Am I wrong? I mean I have had countless discussions with people on this subject and there are a number of these people who completely agree....seriously how much is too much???

Tuesday, May 5, 2009

What Happend to People's Manners?

I don't know why but recently I have noticed that there are a lot more ill mannered people in this world than I realized. Let's take the simple little day to day things like office etiquette. People used to be curtious to their neighbors however lately it seems that there are far more people with poor manners than there are with good manners. I mean taking a conference call on speakerphone in your cubicle is one of the most disrespectful, uncurtious thing a person could do. Your neighbors around you are trying to work and it is not fair that when you are at your desk they have to throw on headphones to tune out your poor manners.
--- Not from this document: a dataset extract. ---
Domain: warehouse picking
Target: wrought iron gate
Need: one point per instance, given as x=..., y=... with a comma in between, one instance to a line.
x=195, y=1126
I mean is it so hard to take the call in a conference room with your laptop if speakerphone is necessary? It's especially unnerving when there is no one enforcing office etiquette. I mean come on, I know you are much more valuable to the company than I may be but shouldn't that mean you should have a little bit more courtesy?

Another thing that really gets me is when you hold the door for someone and they just speed on pass without acknowledging your gesture, however if you did not hold the door for them you would be subject to their scowls and heavy sighs letting you know of their dis-satisfaction. I just do not understand what has happened in this world to cause people to be so rude. Maybe it is the way I was raised but I was taught to appreciate the nice things people do for you and to be kind and courteous. Maybe upbringing is the problem here...whatever the problem is I wish that people would take a moment and think about how they act and be more courteous...maybe then we would have a better world...maybe that is idealistic to say but I think I have said what a lot of people have thought


Realizations

Funny things happen when you graduate. Things that were important inside the walls of a lecture hall or classroom become un-important, cast to the dark corners of the brain and other things set into your everyday thoughts. Instead of discussions of some of the famous classical authors and their novels your world revolves around deadlines, meeting requests, e-mails and data entry. Mediocrity become standard and thinking outside of the box and discussion possible plot themes is a thing of yesterday. Since I have graduated I cannot remember the last novel I set out to read or the last thing that I wrote that was meant anything. I don’t believe I had a muse that I could have lost and blame my lack of motivation to read or write on. I haven’t gone through anything traumatizing that would lead me to put away my pen and box up my books, leaving both to collect dust among the darkest corners of my room and attic. Why is it that we lose these desires to create and think and replace it with things that were not important while inside the walls of the institution which brought us to the job we possess today? How do we cast aside such passion and talent without even a second thought? Life takes over and consumes our time and energy into things that are mundane and unimportant.